2. Le imposte colpiscono
invece una manifestazione mediata della capacità contributiva come la
produzione, il trasferimento o il consumo dei beni (Iva). Più nel
dettaglio, il 62% delle entrate nel 2017 deriva dalla vendita al
dettaglio, il 16% dall’accisa sui prodotti energetici, 5% da tabacchi, 6% dal
gioco e il lotto, il 5% dalle imposto sul registro e bollo.
3. I contributi sociali
tassano i redditi da lavoro e sono specificamente destinati al finanziamento
delle principali prestazioni del welfare (pensioni, ammortizzatori sociali).
Essi definiscono il cuneo fiscale, sulla base del principio, oggi non più
sostenibile, che la sicurezza sociale debba essere finanziata non dalla
fiscalità generale (come dovrebbe essere in un mondo dove la vita viene messa a
valore), ma solo dai lavoratori e dai produttori.
In conclusione, riassumendo, i dati ci
dicono che in Italia nel 2017, fra imposte dirette e indirette, le entrate
tributarie sono ammontate a 513 miliardi euro (al netto dei contributi sociali,
pari a circa il 30% del Pil), ma solo 36 di essi, ossia il 7%, sono
riconducibili ad imposte sul patrimonio. Considerato che in Italia il
patrimonio privato, sia di tipo mobiliare che immobiliare, ammonta a 8.000
miliardi di euro, si può dire che il livello di tassazione del patrimonio è
pari allo 0,45%!
A tale gigantesca iniquità (che i sovranisti e i populisti alla Salvini, Le
Pen, Orban si guardano bene dal denunciare), si aggiunge il fatto che la
tendenza in atto in tutta Europa e in Italia è un inasprimento dell’imposizione
indiretta a scapito della progressività dell’imposizione diretta, voluta dalle
politiche di austerity. Dal 1973 a oggi l’Iva in Italia passa dal 12 al 22%.

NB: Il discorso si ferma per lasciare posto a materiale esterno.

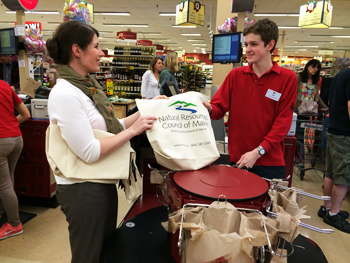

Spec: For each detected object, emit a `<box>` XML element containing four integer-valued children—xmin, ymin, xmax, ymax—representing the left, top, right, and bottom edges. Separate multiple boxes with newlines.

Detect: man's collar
<box><xmin>243</xmin><ymin>61</ymin><xmax>281</xmax><ymax>74</ymax></box>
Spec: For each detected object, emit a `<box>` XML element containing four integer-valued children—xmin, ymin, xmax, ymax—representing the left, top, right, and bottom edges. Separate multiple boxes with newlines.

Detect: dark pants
<box><xmin>56</xmin><ymin>182</ymin><xmax>118</xmax><ymax>263</ymax></box>
<box><xmin>0</xmin><ymin>136</ymin><xmax>23</xmax><ymax>226</ymax></box>
<box><xmin>230</xmin><ymin>162</ymin><xmax>286</xmax><ymax>179</ymax></box>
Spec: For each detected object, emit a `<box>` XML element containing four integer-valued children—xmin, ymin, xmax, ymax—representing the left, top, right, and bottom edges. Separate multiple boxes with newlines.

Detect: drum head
<box><xmin>174</xmin><ymin>165</ymin><xmax>269</xmax><ymax>202</ymax></box>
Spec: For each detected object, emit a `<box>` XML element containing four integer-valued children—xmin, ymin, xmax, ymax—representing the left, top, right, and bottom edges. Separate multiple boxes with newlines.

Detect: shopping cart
<box><xmin>296</xmin><ymin>113</ymin><xmax>326</xmax><ymax>180</ymax></box>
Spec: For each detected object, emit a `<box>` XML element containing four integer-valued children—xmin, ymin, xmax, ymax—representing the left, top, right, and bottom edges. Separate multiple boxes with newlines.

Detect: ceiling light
<box><xmin>295</xmin><ymin>40</ymin><xmax>334</xmax><ymax>44</ymax></box>
<box><xmin>172</xmin><ymin>26</ymin><xmax>196</xmax><ymax>28</ymax></box>
<box><xmin>331</xmin><ymin>36</ymin><xmax>350</xmax><ymax>38</ymax></box>
<box><xmin>278</xmin><ymin>26</ymin><xmax>300</xmax><ymax>29</ymax></box>
<box><xmin>140</xmin><ymin>32</ymin><xmax>162</xmax><ymax>36</ymax></box>
<box><xmin>102</xmin><ymin>23</ymin><xmax>148</xmax><ymax>27</ymax></box>
<box><xmin>309</xmin><ymin>35</ymin><xmax>350</xmax><ymax>38</ymax></box>
<box><xmin>6</xmin><ymin>11</ymin><xmax>60</xmax><ymax>15</ymax></box>
<box><xmin>0</xmin><ymin>21</ymin><xmax>16</xmax><ymax>24</ymax></box>
<box><xmin>159</xmin><ymin>12</ymin><xmax>176</xmax><ymax>16</ymax></box>
<box><xmin>284</xmin><ymin>46</ymin><xmax>319</xmax><ymax>48</ymax></box>
<box><xmin>284</xmin><ymin>48</ymin><xmax>307</xmax><ymax>52</ymax></box>
<box><xmin>254</xmin><ymin>13</ymin><xmax>299</xmax><ymax>16</ymax></box>
<box><xmin>94</xmin><ymin>12</ymin><xmax>130</xmax><ymax>16</ymax></box>
<box><xmin>181</xmin><ymin>34</ymin><xmax>201</xmax><ymax>37</ymax></box>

Gli ultimi aumenti, in ordine di tempo, sono del 2011 e del 2013, quando l’Iva
è passata dal 20 al 22%. Nel luglio 2011, il Governo Berlusconi IV, nel
tentativo di risanare i conti pubblici e rassicurare gli investitori
internazionali, nonché per rispettare i vincoli di bilancio derivanti dal
Trattato di Maastricht, ha inserito nella manovra finanziaria di quell’anno la
cosiddetta clausola di salvaguardia. Essa prevede un aumento automatico delle
aliquote IVA (sino al 24,5% ) e delle accise qualora il governo non sia in grado
di reperire le risorse necessarie a finanziare la manovra stessa. Da allora, le
successive manovre di bilancio devono indicare come intendono soddisfare i
vincoli di bilancio (per esempio, contraendo la spesa pubblica o aumentando le
tasse). Insomma, se i vincoli di bilancio vengono sforati, la clausola di
salvaguardia scatta automaticamente, aumentando aliquote IVA e accise (benzina
e tabacchi, come ai tempi di Quintino Sella).

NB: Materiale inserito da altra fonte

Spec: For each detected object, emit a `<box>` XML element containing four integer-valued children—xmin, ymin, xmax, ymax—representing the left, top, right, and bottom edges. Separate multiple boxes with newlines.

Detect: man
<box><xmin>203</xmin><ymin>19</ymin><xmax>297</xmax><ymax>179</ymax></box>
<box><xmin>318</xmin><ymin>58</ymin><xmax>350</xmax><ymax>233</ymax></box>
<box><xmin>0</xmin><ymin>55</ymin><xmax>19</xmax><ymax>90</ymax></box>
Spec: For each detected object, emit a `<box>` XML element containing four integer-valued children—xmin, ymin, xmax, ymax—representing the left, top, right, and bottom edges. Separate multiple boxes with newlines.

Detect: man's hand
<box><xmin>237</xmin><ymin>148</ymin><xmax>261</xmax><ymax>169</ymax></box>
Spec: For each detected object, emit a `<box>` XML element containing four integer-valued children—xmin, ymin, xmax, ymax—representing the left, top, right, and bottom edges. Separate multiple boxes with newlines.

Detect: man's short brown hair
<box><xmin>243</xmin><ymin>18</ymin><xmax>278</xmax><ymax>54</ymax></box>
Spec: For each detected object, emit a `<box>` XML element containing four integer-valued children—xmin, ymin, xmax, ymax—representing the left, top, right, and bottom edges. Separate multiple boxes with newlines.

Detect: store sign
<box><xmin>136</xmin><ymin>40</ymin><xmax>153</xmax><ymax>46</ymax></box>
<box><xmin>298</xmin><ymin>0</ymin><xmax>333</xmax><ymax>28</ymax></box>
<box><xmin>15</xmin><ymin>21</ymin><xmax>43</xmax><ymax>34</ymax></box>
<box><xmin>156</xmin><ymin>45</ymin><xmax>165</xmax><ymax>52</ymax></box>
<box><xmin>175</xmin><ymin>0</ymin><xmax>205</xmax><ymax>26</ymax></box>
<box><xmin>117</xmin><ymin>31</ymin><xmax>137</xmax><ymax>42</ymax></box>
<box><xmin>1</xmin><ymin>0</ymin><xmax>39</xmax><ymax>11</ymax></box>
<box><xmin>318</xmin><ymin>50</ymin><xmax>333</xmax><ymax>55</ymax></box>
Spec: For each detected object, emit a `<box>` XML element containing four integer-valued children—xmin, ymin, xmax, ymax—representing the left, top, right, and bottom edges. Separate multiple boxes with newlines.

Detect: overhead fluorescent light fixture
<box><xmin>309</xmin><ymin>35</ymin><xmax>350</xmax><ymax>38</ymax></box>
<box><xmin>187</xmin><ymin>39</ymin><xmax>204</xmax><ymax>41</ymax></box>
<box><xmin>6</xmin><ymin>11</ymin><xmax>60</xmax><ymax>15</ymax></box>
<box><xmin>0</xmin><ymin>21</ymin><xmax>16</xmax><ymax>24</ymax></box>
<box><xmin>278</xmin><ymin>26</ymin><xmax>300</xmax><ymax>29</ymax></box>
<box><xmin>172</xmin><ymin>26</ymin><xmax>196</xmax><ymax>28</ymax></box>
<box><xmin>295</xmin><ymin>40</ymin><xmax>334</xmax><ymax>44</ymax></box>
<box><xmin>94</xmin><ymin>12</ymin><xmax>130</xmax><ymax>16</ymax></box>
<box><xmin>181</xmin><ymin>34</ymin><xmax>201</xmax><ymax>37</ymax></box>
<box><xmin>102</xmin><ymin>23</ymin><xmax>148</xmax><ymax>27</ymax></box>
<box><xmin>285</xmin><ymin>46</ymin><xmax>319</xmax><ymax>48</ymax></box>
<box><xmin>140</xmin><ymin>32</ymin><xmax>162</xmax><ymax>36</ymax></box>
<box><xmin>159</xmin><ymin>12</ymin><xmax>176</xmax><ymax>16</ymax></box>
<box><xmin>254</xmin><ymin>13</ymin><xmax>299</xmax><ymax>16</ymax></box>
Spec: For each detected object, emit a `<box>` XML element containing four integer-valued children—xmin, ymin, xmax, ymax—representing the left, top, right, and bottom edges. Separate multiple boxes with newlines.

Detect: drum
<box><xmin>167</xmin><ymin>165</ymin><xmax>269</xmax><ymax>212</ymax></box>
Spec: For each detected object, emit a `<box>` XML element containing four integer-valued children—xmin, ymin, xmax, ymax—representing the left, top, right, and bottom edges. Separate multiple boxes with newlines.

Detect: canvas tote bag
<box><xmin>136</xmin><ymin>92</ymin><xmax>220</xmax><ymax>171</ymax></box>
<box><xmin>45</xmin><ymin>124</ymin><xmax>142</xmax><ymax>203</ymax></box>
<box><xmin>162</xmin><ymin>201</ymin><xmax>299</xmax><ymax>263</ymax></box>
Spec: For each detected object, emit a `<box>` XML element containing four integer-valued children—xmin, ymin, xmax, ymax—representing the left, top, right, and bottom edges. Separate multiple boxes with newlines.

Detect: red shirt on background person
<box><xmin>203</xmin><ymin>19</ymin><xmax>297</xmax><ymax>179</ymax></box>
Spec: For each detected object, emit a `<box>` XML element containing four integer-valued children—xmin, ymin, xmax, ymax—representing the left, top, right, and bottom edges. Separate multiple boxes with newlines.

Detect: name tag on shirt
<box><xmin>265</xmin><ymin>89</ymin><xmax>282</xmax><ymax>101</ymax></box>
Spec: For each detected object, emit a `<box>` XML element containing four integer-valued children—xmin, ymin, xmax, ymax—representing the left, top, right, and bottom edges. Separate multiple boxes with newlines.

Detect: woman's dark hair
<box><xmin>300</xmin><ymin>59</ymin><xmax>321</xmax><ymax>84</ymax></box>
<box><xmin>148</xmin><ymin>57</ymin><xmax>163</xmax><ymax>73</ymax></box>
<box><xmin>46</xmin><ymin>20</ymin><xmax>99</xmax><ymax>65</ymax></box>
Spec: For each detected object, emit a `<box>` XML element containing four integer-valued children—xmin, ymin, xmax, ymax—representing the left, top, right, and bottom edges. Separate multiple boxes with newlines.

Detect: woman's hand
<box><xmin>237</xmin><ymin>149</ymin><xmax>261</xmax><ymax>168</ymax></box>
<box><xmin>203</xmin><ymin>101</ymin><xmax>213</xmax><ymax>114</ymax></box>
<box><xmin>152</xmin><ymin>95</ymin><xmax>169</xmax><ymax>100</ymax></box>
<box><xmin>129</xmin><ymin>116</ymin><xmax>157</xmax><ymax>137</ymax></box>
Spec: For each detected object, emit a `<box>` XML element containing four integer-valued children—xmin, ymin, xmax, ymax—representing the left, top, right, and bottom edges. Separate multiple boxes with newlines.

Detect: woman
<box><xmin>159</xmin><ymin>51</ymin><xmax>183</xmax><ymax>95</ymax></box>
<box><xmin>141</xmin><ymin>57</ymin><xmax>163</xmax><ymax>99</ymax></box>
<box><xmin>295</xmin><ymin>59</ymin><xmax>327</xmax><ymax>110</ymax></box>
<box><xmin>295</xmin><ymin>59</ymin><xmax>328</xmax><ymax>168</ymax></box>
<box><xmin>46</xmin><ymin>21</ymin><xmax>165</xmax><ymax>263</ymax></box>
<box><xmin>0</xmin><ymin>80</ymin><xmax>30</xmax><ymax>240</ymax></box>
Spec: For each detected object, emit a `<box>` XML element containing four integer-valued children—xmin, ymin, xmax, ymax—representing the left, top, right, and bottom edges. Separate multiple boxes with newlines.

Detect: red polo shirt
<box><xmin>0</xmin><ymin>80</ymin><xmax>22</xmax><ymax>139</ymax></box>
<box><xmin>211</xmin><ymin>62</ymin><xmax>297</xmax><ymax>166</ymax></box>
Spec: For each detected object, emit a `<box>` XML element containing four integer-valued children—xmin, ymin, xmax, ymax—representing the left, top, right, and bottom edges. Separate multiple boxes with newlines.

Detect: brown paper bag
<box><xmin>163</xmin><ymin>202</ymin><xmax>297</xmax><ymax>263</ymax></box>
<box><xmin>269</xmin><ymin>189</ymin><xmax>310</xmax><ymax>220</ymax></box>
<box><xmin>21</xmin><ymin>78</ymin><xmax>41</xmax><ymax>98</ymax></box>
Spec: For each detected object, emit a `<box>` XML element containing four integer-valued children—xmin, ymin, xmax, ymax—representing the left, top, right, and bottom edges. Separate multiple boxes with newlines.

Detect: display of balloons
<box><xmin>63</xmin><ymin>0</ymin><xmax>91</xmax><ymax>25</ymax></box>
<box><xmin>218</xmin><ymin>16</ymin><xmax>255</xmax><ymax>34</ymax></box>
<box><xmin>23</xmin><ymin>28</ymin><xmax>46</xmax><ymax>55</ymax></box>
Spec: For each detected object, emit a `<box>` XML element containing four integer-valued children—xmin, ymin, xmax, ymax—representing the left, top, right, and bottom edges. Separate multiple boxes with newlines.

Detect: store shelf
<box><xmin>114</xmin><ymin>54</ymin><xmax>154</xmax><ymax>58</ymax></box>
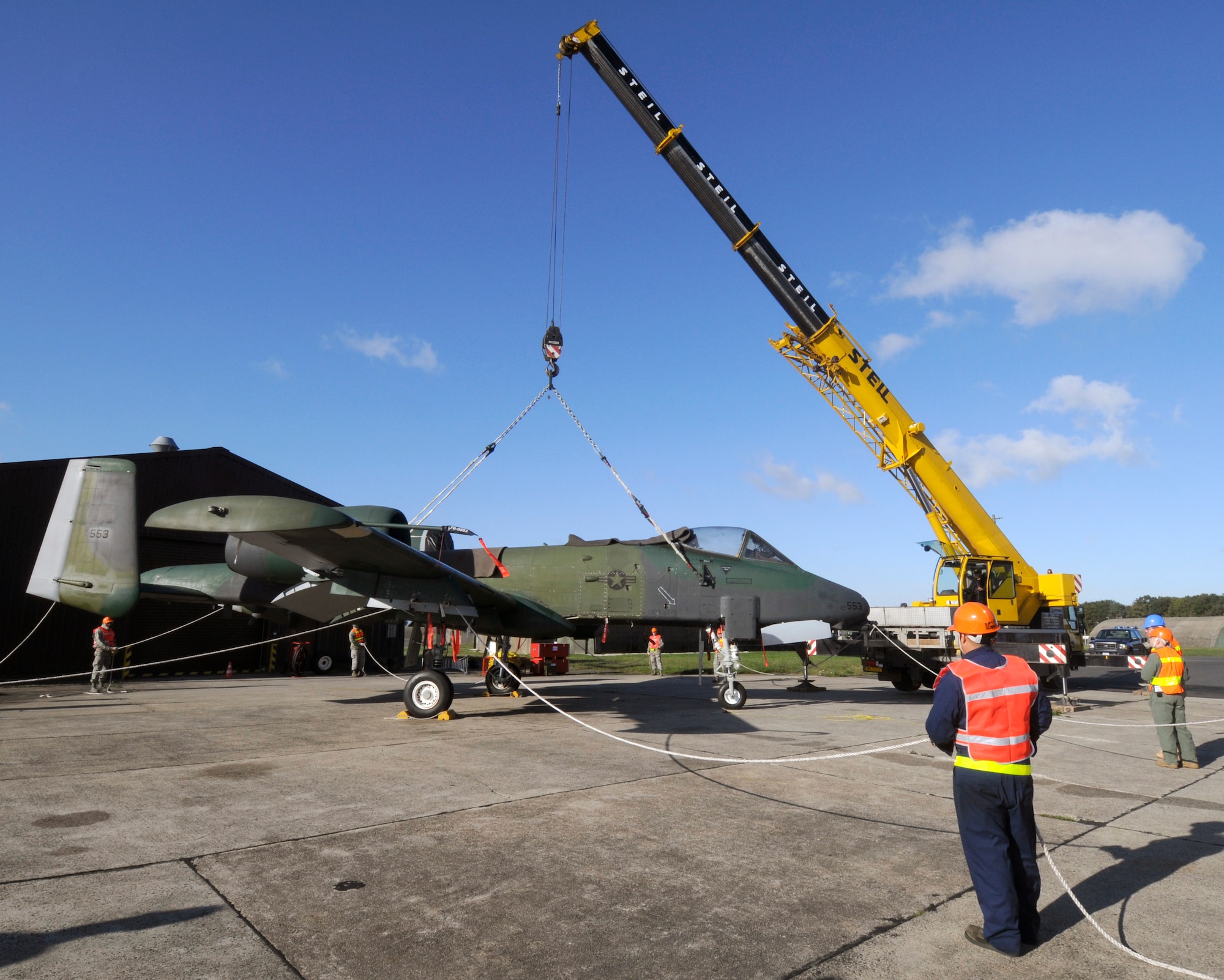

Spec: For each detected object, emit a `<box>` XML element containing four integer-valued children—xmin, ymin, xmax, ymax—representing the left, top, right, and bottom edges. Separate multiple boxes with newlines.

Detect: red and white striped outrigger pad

Sulla base dei dati Banca d’Italia, negli ultimi anni il peso relativo dell’imposizione
diretta, indiretta e di contributi sociali è rimasta più o meno costante. Le
prime due hanno lo stesso peso (intorno al 34-35%), mentre l’apporto dei
contributi sociali è di circa il 30%.
Se la clausola di salvaguardia viene disattesa, con il conseguente aumento
dal 22% al 24,5%, l’imposta sui consumi (Iva) diventa la principale imposta,
ponendo fine con successo ad un inseguimento (nei confronti delle imposte
dirette sul reddito) che dura da più di 20 anni.

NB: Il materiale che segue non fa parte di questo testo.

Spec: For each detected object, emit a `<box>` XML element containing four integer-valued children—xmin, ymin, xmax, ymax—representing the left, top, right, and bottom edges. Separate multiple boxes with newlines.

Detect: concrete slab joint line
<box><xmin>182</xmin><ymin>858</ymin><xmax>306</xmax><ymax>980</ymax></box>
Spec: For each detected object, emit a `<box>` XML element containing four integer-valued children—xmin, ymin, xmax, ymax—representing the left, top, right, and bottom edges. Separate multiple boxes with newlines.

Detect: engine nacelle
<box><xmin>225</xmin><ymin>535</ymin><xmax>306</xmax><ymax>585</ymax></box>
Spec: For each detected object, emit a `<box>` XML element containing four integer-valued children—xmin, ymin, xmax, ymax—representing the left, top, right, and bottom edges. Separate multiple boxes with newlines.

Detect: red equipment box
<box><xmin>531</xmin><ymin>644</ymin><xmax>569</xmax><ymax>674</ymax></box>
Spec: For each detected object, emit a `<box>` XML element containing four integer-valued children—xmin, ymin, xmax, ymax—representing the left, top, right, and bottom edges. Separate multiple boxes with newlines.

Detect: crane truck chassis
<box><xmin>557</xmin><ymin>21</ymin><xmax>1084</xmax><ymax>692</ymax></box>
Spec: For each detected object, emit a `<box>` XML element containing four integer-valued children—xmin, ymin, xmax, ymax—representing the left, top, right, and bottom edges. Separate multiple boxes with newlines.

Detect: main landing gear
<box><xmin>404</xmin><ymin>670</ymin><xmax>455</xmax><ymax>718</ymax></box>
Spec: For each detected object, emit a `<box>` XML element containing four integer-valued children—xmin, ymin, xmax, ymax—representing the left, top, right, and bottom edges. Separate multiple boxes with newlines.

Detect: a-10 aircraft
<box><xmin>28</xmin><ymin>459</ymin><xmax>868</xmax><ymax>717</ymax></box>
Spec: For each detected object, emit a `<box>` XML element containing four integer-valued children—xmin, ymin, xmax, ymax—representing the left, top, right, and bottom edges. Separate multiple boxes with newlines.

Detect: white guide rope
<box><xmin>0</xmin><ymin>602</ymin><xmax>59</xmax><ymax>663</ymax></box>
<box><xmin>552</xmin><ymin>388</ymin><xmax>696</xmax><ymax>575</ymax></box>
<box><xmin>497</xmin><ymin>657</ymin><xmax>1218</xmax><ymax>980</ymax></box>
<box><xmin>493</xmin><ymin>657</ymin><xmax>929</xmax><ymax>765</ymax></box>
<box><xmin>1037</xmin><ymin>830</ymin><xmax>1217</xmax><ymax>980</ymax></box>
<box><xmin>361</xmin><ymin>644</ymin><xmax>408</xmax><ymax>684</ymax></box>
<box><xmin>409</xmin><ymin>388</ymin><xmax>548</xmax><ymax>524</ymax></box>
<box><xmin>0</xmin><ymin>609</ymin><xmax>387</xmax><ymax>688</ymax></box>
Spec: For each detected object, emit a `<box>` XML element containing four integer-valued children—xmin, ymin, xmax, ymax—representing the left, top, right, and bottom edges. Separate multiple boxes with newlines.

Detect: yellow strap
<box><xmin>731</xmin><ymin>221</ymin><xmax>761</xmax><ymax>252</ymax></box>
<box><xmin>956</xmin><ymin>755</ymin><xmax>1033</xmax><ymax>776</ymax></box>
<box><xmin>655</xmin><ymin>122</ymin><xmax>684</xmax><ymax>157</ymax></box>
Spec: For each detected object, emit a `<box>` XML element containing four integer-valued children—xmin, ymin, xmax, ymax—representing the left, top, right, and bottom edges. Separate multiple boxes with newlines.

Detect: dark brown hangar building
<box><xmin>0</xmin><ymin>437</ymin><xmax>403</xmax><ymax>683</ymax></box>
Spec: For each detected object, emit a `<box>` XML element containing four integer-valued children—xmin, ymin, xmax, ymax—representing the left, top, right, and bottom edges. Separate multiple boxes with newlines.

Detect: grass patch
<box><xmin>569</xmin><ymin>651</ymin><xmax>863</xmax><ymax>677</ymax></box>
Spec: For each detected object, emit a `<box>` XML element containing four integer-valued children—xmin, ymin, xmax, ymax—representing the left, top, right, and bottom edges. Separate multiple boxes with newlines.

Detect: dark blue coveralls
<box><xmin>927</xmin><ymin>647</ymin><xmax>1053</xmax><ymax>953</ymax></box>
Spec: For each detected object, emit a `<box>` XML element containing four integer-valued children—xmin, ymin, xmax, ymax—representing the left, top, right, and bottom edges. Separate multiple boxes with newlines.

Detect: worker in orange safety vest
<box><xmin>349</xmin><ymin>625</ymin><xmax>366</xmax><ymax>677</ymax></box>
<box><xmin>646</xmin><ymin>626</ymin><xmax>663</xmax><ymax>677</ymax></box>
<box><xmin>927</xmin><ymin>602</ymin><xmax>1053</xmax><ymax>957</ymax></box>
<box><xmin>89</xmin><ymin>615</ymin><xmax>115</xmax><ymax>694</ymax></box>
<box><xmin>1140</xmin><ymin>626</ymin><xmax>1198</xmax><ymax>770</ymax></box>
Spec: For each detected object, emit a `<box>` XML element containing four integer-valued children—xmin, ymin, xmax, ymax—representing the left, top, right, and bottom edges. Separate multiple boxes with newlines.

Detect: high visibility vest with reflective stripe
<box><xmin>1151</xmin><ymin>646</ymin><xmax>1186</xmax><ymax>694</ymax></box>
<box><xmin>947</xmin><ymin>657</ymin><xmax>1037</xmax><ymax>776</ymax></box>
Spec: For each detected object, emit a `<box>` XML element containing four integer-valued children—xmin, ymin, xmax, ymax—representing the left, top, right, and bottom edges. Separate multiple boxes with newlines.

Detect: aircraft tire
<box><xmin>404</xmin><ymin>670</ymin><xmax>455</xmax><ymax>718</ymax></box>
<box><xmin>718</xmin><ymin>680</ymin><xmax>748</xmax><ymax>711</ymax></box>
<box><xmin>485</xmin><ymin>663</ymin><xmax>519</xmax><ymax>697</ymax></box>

Occorre ricordare che l’Iva è un’imposta proporzionale (è cioè
una flat tax), così come l’Ires (la tassa sui profitti), che è
stata progressivamente ridotta (era al 37% nel 1994) sino all’attuale valore,
fissato dal governo Renzi, pari al 24%.
Considerando, inoltre, che, con riferimento all’Irpef, le aliquote medie
crescono dal 23% al 31% per la fascia di reddito imponibile che va dai 13.000
euro ai 53.000 (dove si colloca la quota maggiore dei contribuenti) e, ai
partire dai redditi superiori ai 200.000 euro, l’aliquota media rimane
stabile intorno al 42%, di fatto possiamo affermare che l’attuale sistema
fiscale è già ampiamente caratterizzato più da proporzionalità che da
progressività
A ben guardare, la flat tax è quindi già operativa. Ciò
che intende fare il governo (e in particolar modo la Lega) non è dunque
introdurre la flat tax ma ridurne l’aliquota e estenderla
anche ai redditi più bassi.
In tal modo si può propagandare la riduzione dell’imposizione anche per i
ceti meno abbienti, ma nascondendo che i maggiori beneficiari saranno le
famiglie più ricche, mentre quelle che entrano nella fascia della no-tax area,
ovvero le più povere, non godranno di alcun beneficio. Si tratta di circa 10
milioni di persone. Per chi si trova nella area no-tax, il rischio è infatti
che tale area venga sostituita da una flat-tax al 15%.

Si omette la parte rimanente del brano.